Я долго шел по неровной грунтовой дороге. Было совсем темно, и ступать приходилось осторожно, намаявшиеся ноги подчинялись плохо. А когда остановился, сразу увидел: мрак давно перестал быть абсолютным, наверно, я просто все это время шел с закрытыми глазами, элементарно устав от отсутствия света. Впереди маячил узкий клин неба, густой, зеленовато-серый, а по бокам темной стеной возвышался лес. За деревьями смутно угадывались безобидные крупные звери, вроде благородных оленей, они вздыхали и вздрагивали во сне. В придорожном кустарнике надрывно и тоскливо прокричала выпь. Легкий порыв ветра принес запах цветущей сирени. А в отдалении, чуть справа, дрожала маленькая желтая точка. Светлячок? Да нет, скорее окно или факел. И я пошел на этот огонек, забыв про усталость, все быстрее, быстрее, иногда спотыкаясь и дважды чуть не упав.

Под высоким тусклым фонарем на пороге жалкой лачуги сидел человек в черном плаще с капюшоном и строгал палочку.

– Здравствуй, Додик, – сказал он. – Видишь, с помощью, например, вот такой острой деревяшки очень легко убить человека.

– Вижу. Здравствуйте, Петр Михалыч.

Композитор Достоевский никогда не называл меня Давидом. Либо Додиком, либо Давидом Юрьевичем – в зависимости от настроения, а настроение людей Глотков всегда чувствовал исключительно тонко.

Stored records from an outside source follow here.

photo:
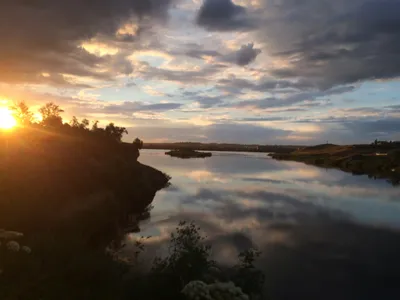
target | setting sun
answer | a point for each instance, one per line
(7, 121)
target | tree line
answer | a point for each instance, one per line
(51, 119)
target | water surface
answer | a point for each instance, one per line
(322, 231)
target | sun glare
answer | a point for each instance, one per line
(7, 121)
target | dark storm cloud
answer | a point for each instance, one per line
(208, 102)
(44, 36)
(273, 102)
(336, 42)
(203, 100)
(327, 42)
(236, 85)
(223, 15)
(244, 56)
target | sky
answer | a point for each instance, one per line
(237, 71)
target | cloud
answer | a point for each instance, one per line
(199, 76)
(237, 85)
(272, 102)
(326, 42)
(223, 15)
(244, 56)
(136, 106)
(45, 37)
(334, 42)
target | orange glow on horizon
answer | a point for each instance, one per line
(7, 121)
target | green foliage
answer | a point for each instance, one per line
(246, 275)
(188, 257)
(189, 261)
(138, 143)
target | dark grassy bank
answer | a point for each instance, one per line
(221, 147)
(379, 161)
(187, 153)
(71, 190)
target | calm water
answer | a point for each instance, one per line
(321, 230)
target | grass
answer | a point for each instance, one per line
(357, 159)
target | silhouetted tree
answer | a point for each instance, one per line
(51, 114)
(74, 122)
(95, 126)
(138, 143)
(22, 113)
(115, 132)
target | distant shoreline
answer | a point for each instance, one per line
(223, 147)
(376, 161)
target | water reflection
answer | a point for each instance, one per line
(322, 232)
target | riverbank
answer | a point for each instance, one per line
(222, 147)
(187, 153)
(72, 194)
(377, 161)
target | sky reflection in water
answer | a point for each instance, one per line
(319, 230)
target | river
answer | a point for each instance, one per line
(313, 225)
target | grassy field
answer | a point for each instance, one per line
(378, 161)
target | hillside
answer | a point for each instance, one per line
(379, 161)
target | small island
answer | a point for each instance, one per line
(188, 153)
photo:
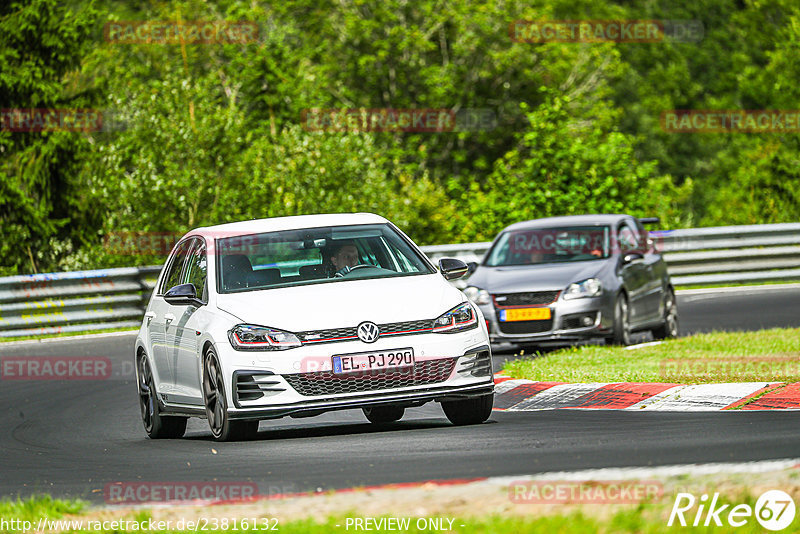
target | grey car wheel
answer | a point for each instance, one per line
(669, 329)
(622, 324)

– Вот, – сообщил Глотков, – не получилось.

И вяло махнул рукой за спину.

Только тут я заметил, что на крыльце лежит еще один человек. Большая, черная, неподвижная груда. Нехорошо лежит. Мертво.

– Не получилось, – повторил Глотков. – Убивать отлично умею, а вот спасти человека не удалось. А он меня спас. В девяносто третьем, в Абхазии. А в девяносто пятом в Боснии я был уже без него. И погиб.

Он помолчал.

– Это все песни, Додик, что мы, Посвященные, можем обратно в земную жизнь вернуться. На Землю – да, а в земную жизнь – никак не получается. Понимаешь разницу, Додик?

– Понимаю, – кивнул я, – вы только за всех не говорите, Петр Михалыч. Ладно? Люди все очень разные.

– А, бросьте, Додик! В чем-то главном люди одинаковы. Просто одни умеют и убивать, и спасать, а другие – только убивать.

– А таких, которые умеют только спасать, а убивать не умеют вовсе, – таких вы не встречали? – вкрадчиво поинтересовался я.

– Таких не бывает, – грустно вздохнул Глотков. – Или это уже не люди.

– А-а, – протянул я неопределенно, мне совсем не хотелось ввязываться в спор.

Помолчав, я присел на ступеньку рядом и спросил:

– А кто это?

– Мой старый друг. Ланселот.

– Вот как! – только и сказал я.

Еще помолчали. Созрел новый вопрос:

– Почему его так странно звали? Он увлекался артуровским циклом?

– Нет, увлекался он совсем другими вещами. Просто сокращение красивое получилось: Леонид Сергеевич Лотошин – Леон. Се. Лот. Он не был Посвященным, – добавил зачем-то Глотков.